LightBrightLeftRight@reddit

Thanks so much! I'll try this out

[-]

Klutzy-Snow8016@reddit

Also, make sure you scroll to the bottom of the model card and apply the recommended sampler settings, not the ones in generation_config.json. The 32B Thinking model in particular goes absolutely insane in chat usage if you don't set the recommended presence_penalty.

[-]

ViratBodybuilder@reddit

As I'm in the Medical field, I use MedGemma 27b and 4b. 4b performance is incredible on my M4 Pro 64 GiB.

[-]

JLeonsarmiento@reddit

I’m still using Mistral-Small 3.2 and Magistral 3.1 for VLM instruct and thinning tasks with dense models.
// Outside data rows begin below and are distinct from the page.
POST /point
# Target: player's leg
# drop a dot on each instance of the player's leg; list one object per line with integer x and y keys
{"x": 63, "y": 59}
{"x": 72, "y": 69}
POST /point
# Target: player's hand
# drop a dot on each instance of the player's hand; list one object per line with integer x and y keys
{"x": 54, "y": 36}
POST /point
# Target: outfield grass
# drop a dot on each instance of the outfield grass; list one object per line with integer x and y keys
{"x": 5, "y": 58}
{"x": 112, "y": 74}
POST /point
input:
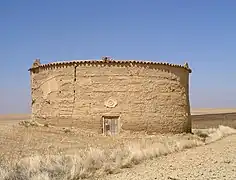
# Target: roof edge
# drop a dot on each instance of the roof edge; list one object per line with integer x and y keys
{"x": 37, "y": 63}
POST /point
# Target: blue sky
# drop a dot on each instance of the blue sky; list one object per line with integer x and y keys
{"x": 201, "y": 32}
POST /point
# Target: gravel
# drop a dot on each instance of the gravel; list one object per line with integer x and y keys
{"x": 213, "y": 161}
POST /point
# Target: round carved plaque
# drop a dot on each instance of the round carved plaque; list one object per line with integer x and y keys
{"x": 111, "y": 103}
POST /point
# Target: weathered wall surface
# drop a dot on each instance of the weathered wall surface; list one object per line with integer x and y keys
{"x": 151, "y": 97}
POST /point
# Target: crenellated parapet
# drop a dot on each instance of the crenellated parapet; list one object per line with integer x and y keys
{"x": 105, "y": 60}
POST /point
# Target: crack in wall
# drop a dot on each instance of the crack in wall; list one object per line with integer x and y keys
{"x": 74, "y": 91}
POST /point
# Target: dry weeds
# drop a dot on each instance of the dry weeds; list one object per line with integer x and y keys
{"x": 47, "y": 155}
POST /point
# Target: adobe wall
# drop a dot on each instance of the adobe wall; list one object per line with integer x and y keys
{"x": 149, "y": 97}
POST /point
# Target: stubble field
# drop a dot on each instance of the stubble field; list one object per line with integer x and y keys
{"x": 36, "y": 152}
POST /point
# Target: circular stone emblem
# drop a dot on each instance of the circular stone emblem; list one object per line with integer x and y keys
{"x": 111, "y": 103}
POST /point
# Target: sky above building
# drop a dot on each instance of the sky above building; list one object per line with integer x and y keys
{"x": 200, "y": 32}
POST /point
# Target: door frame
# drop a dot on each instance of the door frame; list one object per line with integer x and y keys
{"x": 115, "y": 117}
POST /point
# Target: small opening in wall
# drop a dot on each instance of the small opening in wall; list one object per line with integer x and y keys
{"x": 110, "y": 125}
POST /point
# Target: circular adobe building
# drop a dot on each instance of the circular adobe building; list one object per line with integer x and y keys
{"x": 109, "y": 96}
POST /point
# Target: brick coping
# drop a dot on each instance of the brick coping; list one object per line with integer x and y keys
{"x": 37, "y": 63}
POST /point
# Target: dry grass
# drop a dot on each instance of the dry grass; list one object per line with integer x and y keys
{"x": 88, "y": 155}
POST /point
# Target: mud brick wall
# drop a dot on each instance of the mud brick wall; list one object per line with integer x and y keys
{"x": 152, "y": 97}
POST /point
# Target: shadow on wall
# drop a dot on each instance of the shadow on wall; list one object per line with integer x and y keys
{"x": 213, "y": 120}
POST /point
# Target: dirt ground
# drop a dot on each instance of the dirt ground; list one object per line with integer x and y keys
{"x": 213, "y": 161}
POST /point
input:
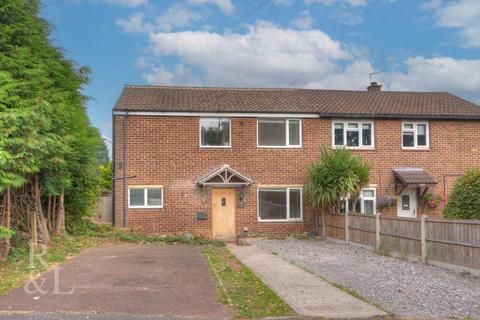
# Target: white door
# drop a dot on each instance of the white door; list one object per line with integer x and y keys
{"x": 407, "y": 203}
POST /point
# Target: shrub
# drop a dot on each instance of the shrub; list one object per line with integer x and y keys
{"x": 464, "y": 202}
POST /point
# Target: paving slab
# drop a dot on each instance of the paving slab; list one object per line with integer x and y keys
{"x": 305, "y": 293}
{"x": 126, "y": 279}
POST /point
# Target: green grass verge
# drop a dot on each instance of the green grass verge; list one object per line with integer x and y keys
{"x": 80, "y": 236}
{"x": 239, "y": 288}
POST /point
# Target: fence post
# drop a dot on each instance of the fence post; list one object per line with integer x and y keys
{"x": 423, "y": 238}
{"x": 347, "y": 231}
{"x": 377, "y": 231}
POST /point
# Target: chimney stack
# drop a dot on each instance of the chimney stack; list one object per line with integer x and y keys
{"x": 374, "y": 86}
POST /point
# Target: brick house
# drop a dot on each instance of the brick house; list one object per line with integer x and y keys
{"x": 216, "y": 161}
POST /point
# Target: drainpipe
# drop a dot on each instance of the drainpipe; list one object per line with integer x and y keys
{"x": 114, "y": 165}
{"x": 125, "y": 123}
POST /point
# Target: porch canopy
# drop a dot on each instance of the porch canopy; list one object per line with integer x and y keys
{"x": 224, "y": 176}
{"x": 413, "y": 178}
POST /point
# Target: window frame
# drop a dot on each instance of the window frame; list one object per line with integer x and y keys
{"x": 145, "y": 199}
{"x": 287, "y": 133}
{"x": 229, "y": 133}
{"x": 415, "y": 135}
{"x": 287, "y": 190}
{"x": 361, "y": 199}
{"x": 360, "y": 124}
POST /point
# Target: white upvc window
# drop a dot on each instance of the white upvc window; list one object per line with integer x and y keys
{"x": 215, "y": 132}
{"x": 366, "y": 203}
{"x": 279, "y": 133}
{"x": 279, "y": 204}
{"x": 415, "y": 135}
{"x": 145, "y": 197}
{"x": 353, "y": 134}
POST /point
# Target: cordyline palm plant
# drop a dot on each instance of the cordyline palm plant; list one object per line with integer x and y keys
{"x": 338, "y": 174}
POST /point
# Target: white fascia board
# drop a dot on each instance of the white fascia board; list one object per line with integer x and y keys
{"x": 218, "y": 114}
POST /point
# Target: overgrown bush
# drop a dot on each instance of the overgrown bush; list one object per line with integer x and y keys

Qwen3-VL-30b-a3b-thinking is the king of local, isn’t it?

[-]

KvAk_AKPlaysYT@reddit

Qwen 3 VL!!

[-]

Medium_Chemist_4032@reddit

qwen3-vl the thinking variant, both 32 and 8 excel at reading screenshots, which is most of what I used VLMs for. They also format the answer nicely.

[-]

Betadoggo_@reddit

I use qwen-vl-30B-thinking with ik_llamacpp as the backend and openwebui as the frontend. I use it because it's fast (\~15t/s) on my 2060 6GB with ddr4 2900 and is capable enough for most of my image input needs. I use it for general vision tasks (text extraction, translation, image description, etc.). It's also generally uncensored. It has no problem describing or explaining images that models like gemma refuse to.